Policies without a node set (`Default`, `Local`) skip validation.
## node_set()
`MemPolicy::node_set()` returns the NUMA node IDs referenced by the
policy. Returns the node set for `Bind`, `Interleave`,
`PreferredMany`, and `WeightedInterleave`; a single-element set for
`Preferred`; and an empty set for `Default`/`Local`.
## NUMA checking
Page locality and migration results from workers using `MemPolicy` are
checked by the [NUMA checking
assertions](checking.md#numa-checks).
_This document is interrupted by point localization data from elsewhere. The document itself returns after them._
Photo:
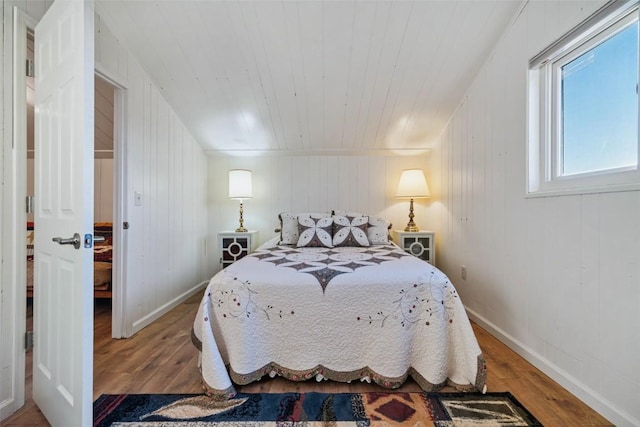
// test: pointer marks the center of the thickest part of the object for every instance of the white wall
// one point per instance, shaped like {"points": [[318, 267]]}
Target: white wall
{"points": [[297, 183], [165, 243], [556, 278]]}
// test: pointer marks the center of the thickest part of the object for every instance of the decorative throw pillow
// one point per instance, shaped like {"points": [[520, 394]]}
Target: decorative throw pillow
{"points": [[289, 226], [350, 231], [378, 231], [315, 232]]}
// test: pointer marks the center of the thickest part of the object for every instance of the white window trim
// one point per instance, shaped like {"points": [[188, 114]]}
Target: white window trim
{"points": [[542, 171]]}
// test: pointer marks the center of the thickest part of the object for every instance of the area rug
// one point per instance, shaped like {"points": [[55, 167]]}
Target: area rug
{"points": [[313, 410]]}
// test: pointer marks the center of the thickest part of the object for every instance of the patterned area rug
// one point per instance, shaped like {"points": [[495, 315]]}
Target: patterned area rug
{"points": [[312, 409]]}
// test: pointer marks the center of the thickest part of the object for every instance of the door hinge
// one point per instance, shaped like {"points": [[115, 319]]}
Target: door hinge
{"points": [[29, 204], [29, 70], [28, 340]]}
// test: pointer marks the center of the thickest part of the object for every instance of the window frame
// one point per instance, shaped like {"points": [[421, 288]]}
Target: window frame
{"points": [[544, 153]]}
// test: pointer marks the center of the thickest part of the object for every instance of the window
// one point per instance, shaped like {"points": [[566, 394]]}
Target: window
{"points": [[583, 107]]}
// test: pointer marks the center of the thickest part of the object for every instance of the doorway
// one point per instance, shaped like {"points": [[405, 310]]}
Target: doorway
{"points": [[108, 205]]}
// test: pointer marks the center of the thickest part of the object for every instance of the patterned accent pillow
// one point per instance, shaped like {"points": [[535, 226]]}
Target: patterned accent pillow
{"points": [[289, 226], [350, 231], [378, 231], [315, 232]]}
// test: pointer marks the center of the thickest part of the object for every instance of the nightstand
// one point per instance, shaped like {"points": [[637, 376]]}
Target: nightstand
{"points": [[234, 246], [418, 243]]}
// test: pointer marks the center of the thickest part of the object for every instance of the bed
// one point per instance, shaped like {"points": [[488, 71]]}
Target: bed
{"points": [[333, 298], [102, 261]]}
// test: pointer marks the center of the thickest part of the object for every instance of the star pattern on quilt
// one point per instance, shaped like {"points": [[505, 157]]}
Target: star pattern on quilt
{"points": [[324, 276], [325, 264]]}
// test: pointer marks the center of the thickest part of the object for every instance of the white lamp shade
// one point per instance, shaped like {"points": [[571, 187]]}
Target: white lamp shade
{"points": [[413, 185], [240, 184]]}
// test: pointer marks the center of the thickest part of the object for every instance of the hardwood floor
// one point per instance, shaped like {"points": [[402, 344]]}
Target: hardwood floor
{"points": [[161, 359]]}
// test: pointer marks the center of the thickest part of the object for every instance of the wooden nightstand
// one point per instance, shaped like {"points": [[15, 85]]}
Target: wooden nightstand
{"points": [[418, 243], [234, 246]]}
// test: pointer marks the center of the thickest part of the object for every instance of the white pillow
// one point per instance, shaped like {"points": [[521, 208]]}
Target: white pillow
{"points": [[378, 231], [315, 232], [289, 225], [350, 231]]}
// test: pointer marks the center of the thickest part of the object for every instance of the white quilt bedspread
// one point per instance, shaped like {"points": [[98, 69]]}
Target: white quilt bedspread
{"points": [[374, 314]]}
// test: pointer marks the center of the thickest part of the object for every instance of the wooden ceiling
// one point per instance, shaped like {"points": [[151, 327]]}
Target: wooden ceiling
{"points": [[311, 76]]}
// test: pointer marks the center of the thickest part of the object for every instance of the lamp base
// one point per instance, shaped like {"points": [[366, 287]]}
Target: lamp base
{"points": [[411, 227]]}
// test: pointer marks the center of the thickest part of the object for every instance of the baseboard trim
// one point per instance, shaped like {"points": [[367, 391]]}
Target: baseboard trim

The expected node set for
locality checks is derived from the worker's `MemPolicy` at evaluation
time.
## Example: NUMA-aware test
A complete test that checks page locality across two NUMA nodes:
```rust,ignore
use ktstr::prelude::*;
#[ktstr_test(
numa_nodes = 2, llcs = 4, cores = 4, threads = 1,
min_numa_nodes = 2,
min_page_locality = 0.8,
)]
fn numa_locality(ctx: &Ctx) -> Result<AssertResult> {
execute_defs(ctx, vec![
CgroupDef::named("node0")
.with_cpuset(CpusetSpec::numa(0))
.workers(4)
.mem_policy(MemPolicy::bind([0])),
CgroupDef::named("node1")
.with_cpuset(CpusetSpec::numa(1))
.workers(4)
.mem_policy(MemPolicy::bind([1])),
])
}
```
Each cgroup's workers are pinned to a single NUMA node's CPUs via
`CpusetSpec::numa()` and their memory allocations are bound to the
same node via `MemPolicy::bind()`. The `min_page_locality` threshold
fails the test if less than 80% of pages land on the expected node.